最初のプロローグの藤村志保が覚悟した顔つきで登場するところから始まるシーンがすばらし。横から上から下からとカメラワークが変わる。静かに歩く足が映し出され、廊下が鏡のように足元の着物を映す。ふすまを開けるときの足の運びのためらいが素晴らしい。藤子を演じる藤村志保の顔の表情がポイントである。それに続く処刑シーンも幻想的で美しい。藤村志保の顔も死でいくのに笑顔すら見せ平穏で満足した顔つきで処刑をうける。
この映画には、すこし眠り狂四郎の雰囲気がある。やはり柴田錬三郎が原作者だからだろう。
川辺での決闘シーンでは、大胆に人間が真二つになる。これにはあの時代にしては大胆な演出だと思ってしまう。
高倉信吾には、三人の父と三人の女性がいる。一人は養父高倉信右衛門、そして実父、最後に大目付である。そして三人の女性が。母、妹そして田所左代。
お茶をする時に、じっと茶器に見入る高倉信吾の無邪気な姿がよい。
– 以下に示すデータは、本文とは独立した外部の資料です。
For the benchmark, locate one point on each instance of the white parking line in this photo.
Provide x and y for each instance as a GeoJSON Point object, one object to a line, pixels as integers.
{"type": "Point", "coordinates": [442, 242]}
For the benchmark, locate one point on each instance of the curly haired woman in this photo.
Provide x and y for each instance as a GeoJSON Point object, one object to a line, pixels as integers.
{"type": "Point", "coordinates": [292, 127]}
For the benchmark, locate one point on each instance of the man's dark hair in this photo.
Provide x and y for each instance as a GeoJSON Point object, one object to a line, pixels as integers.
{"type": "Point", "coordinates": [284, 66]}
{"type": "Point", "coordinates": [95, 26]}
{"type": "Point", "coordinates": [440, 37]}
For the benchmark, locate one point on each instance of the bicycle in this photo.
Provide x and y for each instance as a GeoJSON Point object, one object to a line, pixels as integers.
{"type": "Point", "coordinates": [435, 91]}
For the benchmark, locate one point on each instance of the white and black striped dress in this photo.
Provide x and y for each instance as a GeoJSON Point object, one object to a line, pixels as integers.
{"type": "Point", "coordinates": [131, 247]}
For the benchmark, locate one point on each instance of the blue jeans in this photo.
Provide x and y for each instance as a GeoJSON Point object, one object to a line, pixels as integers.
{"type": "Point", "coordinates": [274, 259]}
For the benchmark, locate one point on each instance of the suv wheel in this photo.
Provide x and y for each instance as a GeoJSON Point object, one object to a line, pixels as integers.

うぐいすの泣き声があり、梅の小枝をとり最後に邪剣三弦の構えを出すこの対比がいい。
最後のシーンでは、高倉信吾は切腹していない。切腹をする前に見た母そして弟を守って死んだ田所左代の姿を思い倒れ込む。彼の切っ先に血糊はない。僕はここで死んでいないと思いたいんだが。公式にはやはりここで自害していることになっている。この話には本当は続きがあるといいな思う。高倉信吾は、今までの剣シリーズの主人公と違って、思い込んだ雰囲気がなくどこかにゆとりがあり生きている。眠り狂四郎と違う雰囲気がありこれもシリーズ化して欲しかった。